Who Benefits and How
Public water systems benefit because compliant PFAS management does not expose them to CERCLA cost-recovery claims. Wastewater treatment works benefit from protection for lawful effluent, biosolids, residuals, and treatment byproduct handling. Municipal stormwater permit holders benefit from a liability shield when they follow applicable discharge laws. Water-system contractors benefit when they perform covered disposal or management work for protected entities.
Who Bears the Burden and How
PFAS cleanup plaintiffs lose a CERCLA cost-recovery path against protected water and wastewater entities acting lawfully. Federal, state, and Tribal governments cannot recover covered PFAS costs from protected entities unless an exception applies. Protected entities must still comply with all applicable laws and avoid gross negligence or willful misconduct. Original PFAS manufacturers may face more pressure if water systems are shielded from cleanup liability.
Key Provisions
- Provides protected water-sector entities with a CERCLA PFAS cost-recovery and damages shield.
- Protects public water systems, treatment works, stormwater municipalities, wholesale water agencies, and contractors.
- Requires covered PFAS handling to comply with applicable law for the shield to apply.

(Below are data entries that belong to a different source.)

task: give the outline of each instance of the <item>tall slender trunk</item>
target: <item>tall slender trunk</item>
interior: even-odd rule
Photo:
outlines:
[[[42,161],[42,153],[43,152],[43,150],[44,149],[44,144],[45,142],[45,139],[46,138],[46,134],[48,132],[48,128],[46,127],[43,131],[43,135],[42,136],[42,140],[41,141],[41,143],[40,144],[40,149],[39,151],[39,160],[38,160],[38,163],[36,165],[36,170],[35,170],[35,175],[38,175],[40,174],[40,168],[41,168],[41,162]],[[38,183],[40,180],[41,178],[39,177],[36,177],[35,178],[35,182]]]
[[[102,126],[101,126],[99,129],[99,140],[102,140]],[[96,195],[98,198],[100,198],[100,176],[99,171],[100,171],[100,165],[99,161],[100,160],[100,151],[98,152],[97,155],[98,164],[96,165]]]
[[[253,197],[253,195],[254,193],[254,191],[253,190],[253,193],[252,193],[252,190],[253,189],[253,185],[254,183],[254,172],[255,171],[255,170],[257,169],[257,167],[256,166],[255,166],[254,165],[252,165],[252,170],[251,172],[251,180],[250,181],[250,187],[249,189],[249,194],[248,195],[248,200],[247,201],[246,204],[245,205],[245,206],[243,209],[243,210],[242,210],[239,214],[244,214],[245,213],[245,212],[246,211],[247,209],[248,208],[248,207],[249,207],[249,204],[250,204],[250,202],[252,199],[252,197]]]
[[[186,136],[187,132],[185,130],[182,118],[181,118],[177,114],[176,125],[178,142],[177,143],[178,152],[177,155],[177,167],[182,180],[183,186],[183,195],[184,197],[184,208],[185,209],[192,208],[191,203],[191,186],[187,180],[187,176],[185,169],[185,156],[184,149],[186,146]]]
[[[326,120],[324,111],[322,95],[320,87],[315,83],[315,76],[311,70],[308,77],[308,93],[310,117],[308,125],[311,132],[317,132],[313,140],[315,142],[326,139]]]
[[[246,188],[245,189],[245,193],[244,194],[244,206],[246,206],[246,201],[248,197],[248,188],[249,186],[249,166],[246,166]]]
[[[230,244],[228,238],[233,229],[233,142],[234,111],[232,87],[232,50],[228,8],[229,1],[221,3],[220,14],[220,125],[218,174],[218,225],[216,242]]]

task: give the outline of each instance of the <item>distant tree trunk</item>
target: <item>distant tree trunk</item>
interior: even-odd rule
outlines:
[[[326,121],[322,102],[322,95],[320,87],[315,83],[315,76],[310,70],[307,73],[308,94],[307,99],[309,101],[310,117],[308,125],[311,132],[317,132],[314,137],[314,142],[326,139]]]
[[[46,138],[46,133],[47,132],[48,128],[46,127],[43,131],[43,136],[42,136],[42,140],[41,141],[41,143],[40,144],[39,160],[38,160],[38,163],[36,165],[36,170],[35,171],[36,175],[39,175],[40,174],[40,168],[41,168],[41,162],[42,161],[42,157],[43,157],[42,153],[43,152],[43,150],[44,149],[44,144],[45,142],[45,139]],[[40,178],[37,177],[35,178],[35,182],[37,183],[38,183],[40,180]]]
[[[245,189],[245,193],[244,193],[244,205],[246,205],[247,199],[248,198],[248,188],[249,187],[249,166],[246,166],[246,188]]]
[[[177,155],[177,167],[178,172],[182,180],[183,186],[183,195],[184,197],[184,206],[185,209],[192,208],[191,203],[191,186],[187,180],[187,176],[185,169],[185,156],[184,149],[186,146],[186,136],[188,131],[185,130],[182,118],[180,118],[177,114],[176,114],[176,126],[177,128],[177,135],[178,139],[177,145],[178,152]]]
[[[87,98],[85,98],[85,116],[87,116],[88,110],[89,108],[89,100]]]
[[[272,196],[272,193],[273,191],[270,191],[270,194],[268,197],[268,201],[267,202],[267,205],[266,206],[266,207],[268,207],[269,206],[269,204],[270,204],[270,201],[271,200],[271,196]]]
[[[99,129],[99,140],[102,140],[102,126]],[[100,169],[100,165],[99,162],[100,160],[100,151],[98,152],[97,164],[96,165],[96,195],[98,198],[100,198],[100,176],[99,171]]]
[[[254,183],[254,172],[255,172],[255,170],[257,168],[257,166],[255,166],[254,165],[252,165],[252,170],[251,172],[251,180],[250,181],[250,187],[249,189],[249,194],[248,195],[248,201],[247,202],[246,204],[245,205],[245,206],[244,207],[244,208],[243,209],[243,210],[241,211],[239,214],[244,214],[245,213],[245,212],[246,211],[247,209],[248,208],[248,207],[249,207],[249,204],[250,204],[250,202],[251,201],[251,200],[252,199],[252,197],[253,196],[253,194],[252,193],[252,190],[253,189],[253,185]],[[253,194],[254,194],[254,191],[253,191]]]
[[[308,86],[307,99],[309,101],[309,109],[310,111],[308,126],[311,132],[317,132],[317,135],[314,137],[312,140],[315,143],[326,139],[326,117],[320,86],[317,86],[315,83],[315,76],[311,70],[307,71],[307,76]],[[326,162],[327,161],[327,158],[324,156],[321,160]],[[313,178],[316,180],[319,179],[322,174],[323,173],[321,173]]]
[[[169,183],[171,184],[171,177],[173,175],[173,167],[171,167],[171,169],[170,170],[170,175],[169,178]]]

- Limits the shield by preserving liability for gross negligence or willful misconduct.
Evidence Chain:
This summary is generated from the full bill text using AI analysis. Expand "Detailed Analysis" below for identified beneficiaries/burden bearers with clause-level evidence links.
At a Glance
What This Bill Does
Exempts compliant water, wastewater, stormwater, wholesale water, and contractor entities from CERCLA cost-recovery or damages claims for covered PFAS releases, while preserving liability for gross negligence or willful misconduct.
Key Policy Areas
Water, Environment, PFAS, Liability
Primary Purpose
Exempts compliant water, wastewater, stormwater, wholesale water, and contractor entities from CERCLA cost-recovery or damages claims for covered PFAS releases, while preserving liability for gross negligence or willful misconduct.
Policy Domains
Resolution provisions
Identified Gains
- Public water systems
- Wastewater treatment works
- Municipal stormwater permit holders
- Water-system contractors
Identified Costs
- PFAS cleanup plaintiffs
- Federal cleanup agencies
- Protected entities
- PFAS manufacturers
Sponsors
Legislative Progress
In CommitteeMs. Perez (for herself and Ms. Maloy) introduced the following …
Referred to the Subcommittee on Water Resources and Environment.
Referred to the Committee on Energy and Commerce, and in …
Introduced in House
Stakeholder Effects
cui bono?How this legislation distributes effects. Mention counts reflect frequency, not effect magnitude.
Bill Structure & Actor Mappings
Who is "The Secretary" in each section?
We use a combination of our own taxonomy and classification in addition to large language models to assess meaning and potential beneficiaries. High confidence means strong textual evidence. Always verify with the original bill text.